We had a little scare at our casa this weekend.
Friday night we stayed out super late causing mayhem and eating tacos with some friends, and so we slept in Saturday morning. For some reason, Kev likes to sleep with his itouch next to the bed, and before I was awake he rolled over and read his email. Then he paused. Then he nudged me out of bed and towards CNN.
Chile had been struck by an 8.8 magnitude earthquake, and my sister has been there since mid-January studying abroad. We spent a few hours checking emails, talking to my mom, and stalking facebook, until, finally, news came through an indirect source that my sis was okay and safe with her host family in their home, which had been undamaged, though the family suffered severe damage to other properties that they own.
Now, I don't think I need to bore you with how stressed, worried and sad I was on Saturday afternoon waiting for information. I am not a very patient person when it comes to these types of things. I love my sister dearly, and I am so very thankful that she is safe.
What continues to amaze me, in the aftermath, is just how quickly information came to us. Although my sister is half a world away, in a place where it is warm (unlike the frozen tundra I live in), emails from other girls in her program quickly reached us saying that my sis was with her family and unhurt, and people quickly posted pictures on their blogs of the damage. CNN was using Twitter to chart people's reports of damage, and to figure out which areas of Chile were the most severely impacted.
It seems that the internet has made it a small world after all. Though I know only a handful of people read this, it comforts me to know that we've staked our own small claim on the gigantic internet community, and that underneath all of the superficial emails and websites I spend hours on, that real information, that really makes life better, is passed on.
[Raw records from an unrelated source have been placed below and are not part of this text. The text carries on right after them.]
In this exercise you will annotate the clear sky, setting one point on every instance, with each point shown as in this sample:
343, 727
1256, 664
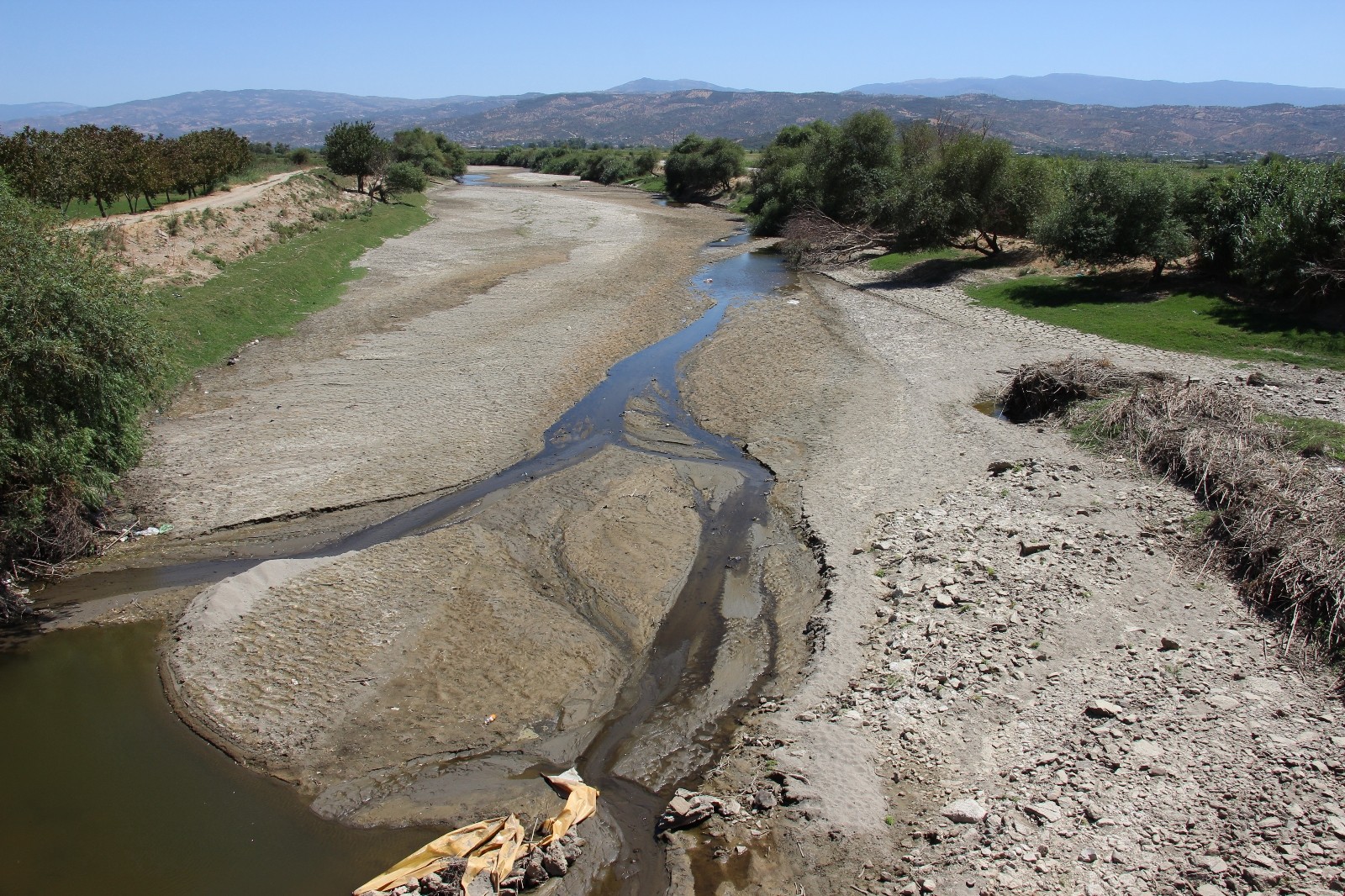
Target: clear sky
104, 51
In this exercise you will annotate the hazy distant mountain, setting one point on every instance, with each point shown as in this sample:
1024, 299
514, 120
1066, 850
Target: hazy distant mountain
304, 116
293, 116
654, 85
1116, 92
37, 109
1031, 125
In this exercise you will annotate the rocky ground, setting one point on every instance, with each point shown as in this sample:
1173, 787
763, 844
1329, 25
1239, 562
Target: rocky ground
1024, 680
1020, 680
444, 363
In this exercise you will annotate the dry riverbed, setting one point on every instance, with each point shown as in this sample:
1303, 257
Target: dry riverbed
1015, 683
1021, 683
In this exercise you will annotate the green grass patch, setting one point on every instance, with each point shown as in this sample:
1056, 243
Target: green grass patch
650, 183
266, 293
1118, 308
900, 260
1313, 436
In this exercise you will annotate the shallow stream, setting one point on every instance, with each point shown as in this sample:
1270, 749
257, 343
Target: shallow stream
109, 783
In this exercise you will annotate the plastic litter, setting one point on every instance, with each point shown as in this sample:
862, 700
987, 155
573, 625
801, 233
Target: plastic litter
493, 845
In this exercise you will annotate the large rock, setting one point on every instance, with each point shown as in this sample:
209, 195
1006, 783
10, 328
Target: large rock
965, 811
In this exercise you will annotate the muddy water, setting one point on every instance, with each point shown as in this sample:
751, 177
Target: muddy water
104, 784
643, 751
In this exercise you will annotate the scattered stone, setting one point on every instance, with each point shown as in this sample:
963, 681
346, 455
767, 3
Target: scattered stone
965, 811
1046, 811
1103, 709
686, 811
1214, 864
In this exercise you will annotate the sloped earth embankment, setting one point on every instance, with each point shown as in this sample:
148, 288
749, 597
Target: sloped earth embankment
1020, 683
427, 678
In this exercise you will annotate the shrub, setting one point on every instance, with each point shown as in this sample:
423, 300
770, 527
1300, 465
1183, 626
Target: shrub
1114, 213
354, 150
1281, 226
405, 177
699, 167
78, 362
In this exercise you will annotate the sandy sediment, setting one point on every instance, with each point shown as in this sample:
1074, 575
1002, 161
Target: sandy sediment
952, 663
443, 365
529, 614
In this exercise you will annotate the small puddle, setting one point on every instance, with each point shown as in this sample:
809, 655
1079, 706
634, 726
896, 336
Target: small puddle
992, 408
101, 730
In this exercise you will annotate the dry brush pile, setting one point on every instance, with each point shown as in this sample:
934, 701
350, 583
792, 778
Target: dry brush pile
1277, 519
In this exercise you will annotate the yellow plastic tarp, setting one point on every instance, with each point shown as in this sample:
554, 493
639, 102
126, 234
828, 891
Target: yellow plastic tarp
491, 845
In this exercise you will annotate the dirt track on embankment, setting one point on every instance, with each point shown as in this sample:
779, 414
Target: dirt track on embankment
947, 665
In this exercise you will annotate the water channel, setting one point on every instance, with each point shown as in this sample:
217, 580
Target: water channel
105, 775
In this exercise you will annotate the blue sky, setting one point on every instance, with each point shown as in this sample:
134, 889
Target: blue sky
104, 51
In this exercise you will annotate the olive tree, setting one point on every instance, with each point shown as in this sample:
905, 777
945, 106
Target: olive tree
78, 363
353, 150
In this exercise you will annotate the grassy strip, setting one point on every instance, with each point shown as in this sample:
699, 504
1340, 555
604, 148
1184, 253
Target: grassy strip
1189, 322
650, 183
266, 293
900, 260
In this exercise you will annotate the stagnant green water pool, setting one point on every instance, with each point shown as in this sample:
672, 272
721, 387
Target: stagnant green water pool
104, 790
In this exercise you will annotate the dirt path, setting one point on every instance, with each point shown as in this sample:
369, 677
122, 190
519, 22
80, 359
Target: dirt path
443, 365
952, 663
417, 680
233, 197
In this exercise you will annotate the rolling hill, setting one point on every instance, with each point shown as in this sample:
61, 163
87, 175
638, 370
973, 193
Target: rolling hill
1116, 92
1033, 125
I talked to my sister on AIM this morning, and I will never, ever again take this type of communication for granted. I'm thankful that though my sister is farther than she's ever been from me, we're communicating more regularly than usual. I have much more than her safety to be thankful for. I can also feel blessed that she lives with a family where internet is available, and that she has a working computer. I can be thankful that when we were concerned, a whole community of people reached out on my facebook page to post prayers, positive energy, and questions about my sister.
For all I curse technology when it doesn't work right, I now know exactly how amazing it can be when it does.
I'm so glad your sister is okay. That must have been terrifying.
ReplyDeleteI also complain about technology and its inescapable ubiquity, but I love that the internet has made the world smaller when I realize I have blog readers on the other side of the world, or when I tweet with someone several time zones away, whom I would never have been able to connect to before. It's a crazy, odd, powerful thing, that interweb.